En l’espèce, Monsieur [J] [W] et Madame [L] [D] devront payer in solidum à la SA PARNASSE GARANTIES la somme de 800 euros au titre des frais irrépétibles.
Aux termes de l’article 514 du code de procédure civile, applicable à la cause, les décisions de première instance sont de droit exécutoires à titre provisoire à moins que la loi ou la décision rendue n’en dispose autrement.

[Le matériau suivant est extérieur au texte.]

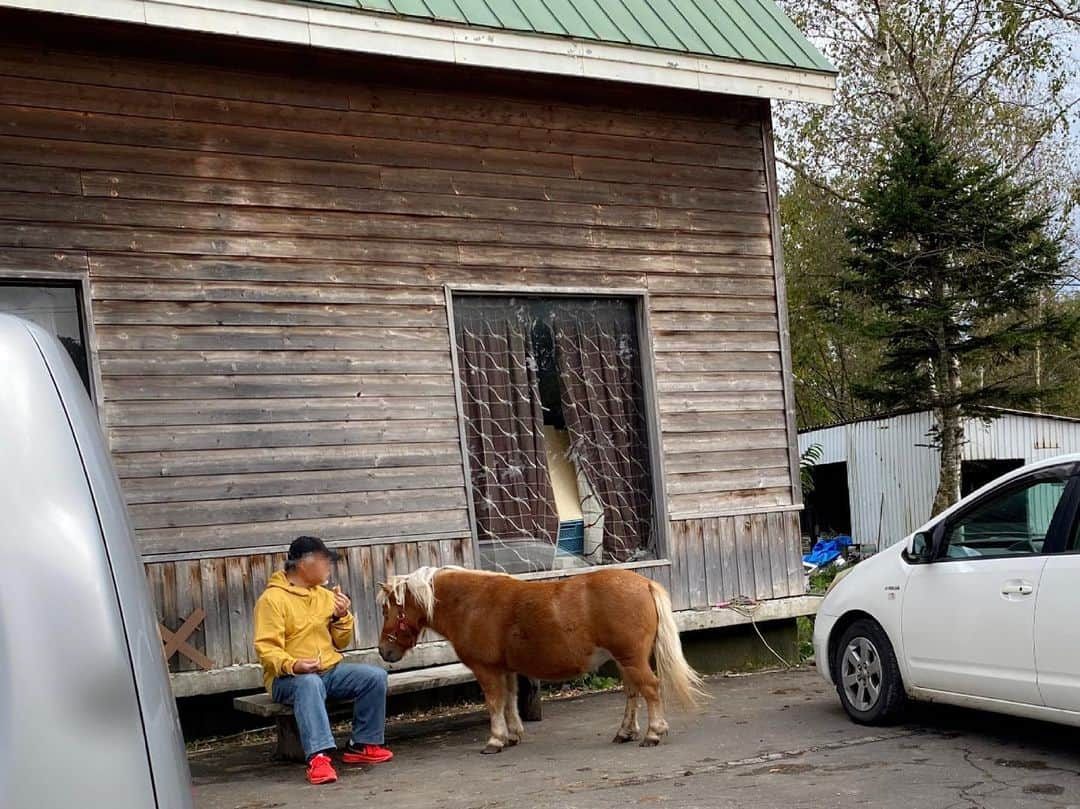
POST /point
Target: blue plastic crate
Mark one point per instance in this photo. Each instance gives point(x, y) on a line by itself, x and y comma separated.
point(571, 537)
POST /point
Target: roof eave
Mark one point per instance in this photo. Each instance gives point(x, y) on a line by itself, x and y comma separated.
point(459, 44)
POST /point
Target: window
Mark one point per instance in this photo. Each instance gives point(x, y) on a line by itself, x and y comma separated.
point(555, 430)
point(54, 307)
point(1012, 522)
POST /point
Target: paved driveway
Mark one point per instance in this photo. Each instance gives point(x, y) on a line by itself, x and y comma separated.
point(766, 740)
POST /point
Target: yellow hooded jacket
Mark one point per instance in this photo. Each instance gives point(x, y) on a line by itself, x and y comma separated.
point(293, 622)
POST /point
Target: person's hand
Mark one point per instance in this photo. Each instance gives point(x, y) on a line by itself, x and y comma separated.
point(306, 665)
point(341, 603)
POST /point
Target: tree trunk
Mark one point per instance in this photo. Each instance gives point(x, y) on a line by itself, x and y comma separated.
point(950, 427)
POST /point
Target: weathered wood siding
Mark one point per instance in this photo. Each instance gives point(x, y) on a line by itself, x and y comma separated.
point(226, 589)
point(267, 251)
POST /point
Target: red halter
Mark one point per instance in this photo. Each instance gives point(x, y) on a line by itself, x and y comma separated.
point(403, 624)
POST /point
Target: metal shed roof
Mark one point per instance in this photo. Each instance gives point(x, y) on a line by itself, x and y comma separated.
point(747, 30)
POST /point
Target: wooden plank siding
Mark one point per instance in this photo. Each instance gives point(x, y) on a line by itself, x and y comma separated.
point(268, 254)
point(709, 568)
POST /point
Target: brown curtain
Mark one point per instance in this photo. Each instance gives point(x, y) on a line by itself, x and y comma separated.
point(602, 404)
point(504, 432)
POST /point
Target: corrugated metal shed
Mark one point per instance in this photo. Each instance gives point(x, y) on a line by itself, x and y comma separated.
point(744, 30)
point(893, 471)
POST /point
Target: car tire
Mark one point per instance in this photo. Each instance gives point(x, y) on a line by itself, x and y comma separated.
point(866, 675)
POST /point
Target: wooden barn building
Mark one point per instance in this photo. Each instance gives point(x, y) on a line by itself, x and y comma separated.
point(494, 283)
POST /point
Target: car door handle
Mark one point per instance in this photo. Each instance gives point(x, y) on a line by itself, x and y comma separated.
point(1017, 588)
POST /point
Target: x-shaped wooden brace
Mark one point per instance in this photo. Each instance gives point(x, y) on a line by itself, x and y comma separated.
point(177, 642)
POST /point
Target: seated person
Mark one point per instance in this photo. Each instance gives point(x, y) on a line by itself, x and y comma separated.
point(300, 627)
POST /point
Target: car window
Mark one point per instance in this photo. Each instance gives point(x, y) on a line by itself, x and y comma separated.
point(1012, 522)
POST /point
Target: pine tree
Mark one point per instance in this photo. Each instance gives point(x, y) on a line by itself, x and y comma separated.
point(952, 261)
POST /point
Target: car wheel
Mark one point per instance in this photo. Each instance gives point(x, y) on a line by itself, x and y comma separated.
point(867, 677)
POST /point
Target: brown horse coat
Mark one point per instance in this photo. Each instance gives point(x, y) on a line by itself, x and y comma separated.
point(501, 627)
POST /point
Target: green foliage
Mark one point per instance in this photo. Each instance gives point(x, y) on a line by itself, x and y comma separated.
point(805, 629)
point(996, 82)
point(950, 261)
point(807, 462)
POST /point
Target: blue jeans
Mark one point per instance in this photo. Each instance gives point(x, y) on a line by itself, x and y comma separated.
point(308, 693)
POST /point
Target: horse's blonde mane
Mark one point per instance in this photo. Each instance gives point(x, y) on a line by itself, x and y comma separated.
point(421, 584)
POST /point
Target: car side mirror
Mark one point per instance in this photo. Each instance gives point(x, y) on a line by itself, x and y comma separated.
point(920, 548)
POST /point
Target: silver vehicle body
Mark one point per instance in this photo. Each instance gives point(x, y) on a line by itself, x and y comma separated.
point(86, 715)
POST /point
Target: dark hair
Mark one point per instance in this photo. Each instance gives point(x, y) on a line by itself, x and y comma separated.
point(304, 545)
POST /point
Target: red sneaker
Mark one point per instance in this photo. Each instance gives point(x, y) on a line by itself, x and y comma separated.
point(320, 769)
point(366, 754)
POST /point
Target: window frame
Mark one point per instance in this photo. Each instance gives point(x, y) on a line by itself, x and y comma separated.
point(1065, 514)
point(639, 297)
point(79, 280)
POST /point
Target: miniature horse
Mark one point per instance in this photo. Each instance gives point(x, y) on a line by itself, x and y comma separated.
point(501, 627)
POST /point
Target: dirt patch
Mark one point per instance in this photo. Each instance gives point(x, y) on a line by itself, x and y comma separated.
point(1022, 764)
point(1044, 790)
point(782, 769)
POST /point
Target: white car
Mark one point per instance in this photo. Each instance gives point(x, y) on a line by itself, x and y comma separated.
point(981, 607)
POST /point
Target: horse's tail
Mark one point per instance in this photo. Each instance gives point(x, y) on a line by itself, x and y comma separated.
point(677, 678)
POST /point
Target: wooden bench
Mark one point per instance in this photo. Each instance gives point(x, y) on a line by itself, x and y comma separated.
point(288, 735)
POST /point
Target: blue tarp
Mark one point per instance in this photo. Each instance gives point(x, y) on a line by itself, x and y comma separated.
point(825, 551)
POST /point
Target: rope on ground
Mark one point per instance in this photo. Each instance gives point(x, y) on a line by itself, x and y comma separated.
point(746, 607)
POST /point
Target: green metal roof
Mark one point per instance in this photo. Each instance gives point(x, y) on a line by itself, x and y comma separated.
point(744, 30)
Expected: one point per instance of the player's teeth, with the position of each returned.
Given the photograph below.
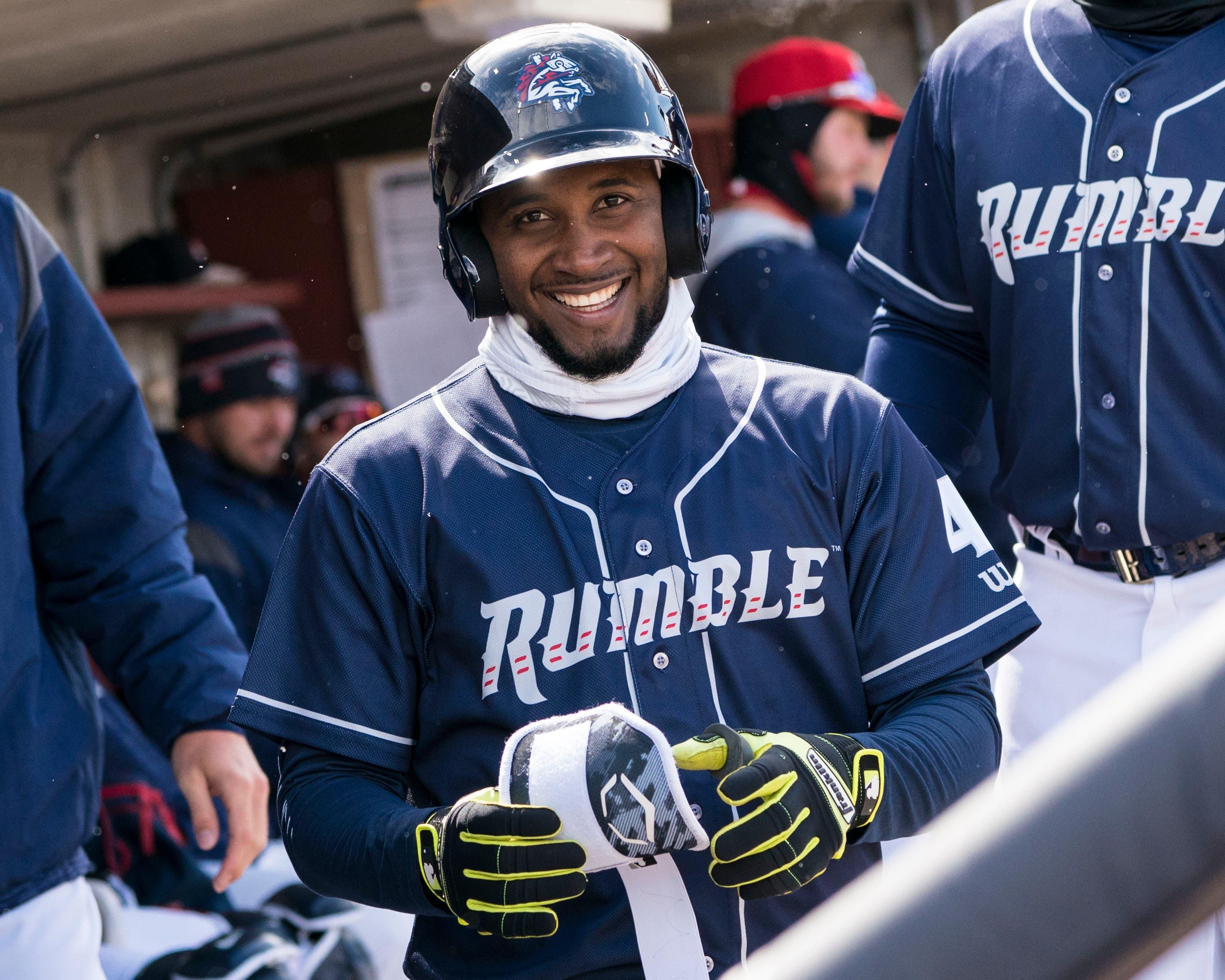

Par conséquent, il y a lieu de rappeler l’exécution provisoire du présent jugement.
PAR CES MOTIFS :
Le tribunal, statuant publiquement, par jugement réputé contradictoire, rendu en premier ressort, par mise à disposition au greffe,
CONDAMNE Monsieur [J] [W] et Madame [L] [D] à payer solidairement à la S.A PARNASSE GARANTIES la somme de 173.309,94 euros au titre de remboursement du prêt immobilier, outre intérêts au taux légal à compter du 12 juin 2023 ;
ACCORDE à Madame [L] [D] des délais de paiement de 24 mois et l’autorise à se libérer de sa dette de 173.309,94 euros avec intérêts au taux légal à compter du 12 juin 2023, dans un délai de 24 mois à compter du mois qui suit la signification du présent jugement, le premier paiement mensuel devant intervenir au plus tard le 20 de chaque mois concerné, par 23 mensualités de 150 euros, et le solde à la 24ème mensualité;
DIT qu’à défaut de versement d’une seule mensualité à son échéance, l’intégralité de la dette deviendra immédiatement exigible sans autre formalité ;
CONDAMNE Monsieur [J] [W] et Madame [L] [D] in solidum aux dépens, dont distraction au profit de SCP VANBATTEN CATRIX, avocats aux offres de droit, conformément à l’article 699 du code de procédure civile ;
CONDAMNE Monsieur [J] [W] et Madame [L] [D] à payer in solidum à la SA PARNASSE GARANTIES la somme de 800 euros au titre des frais irrépétibles ;
REJETTE toutes les autres demandes contraires ou plus amples ;
RAPPELLE que le présent jugement est assorti de droit de l’exécution provisoire.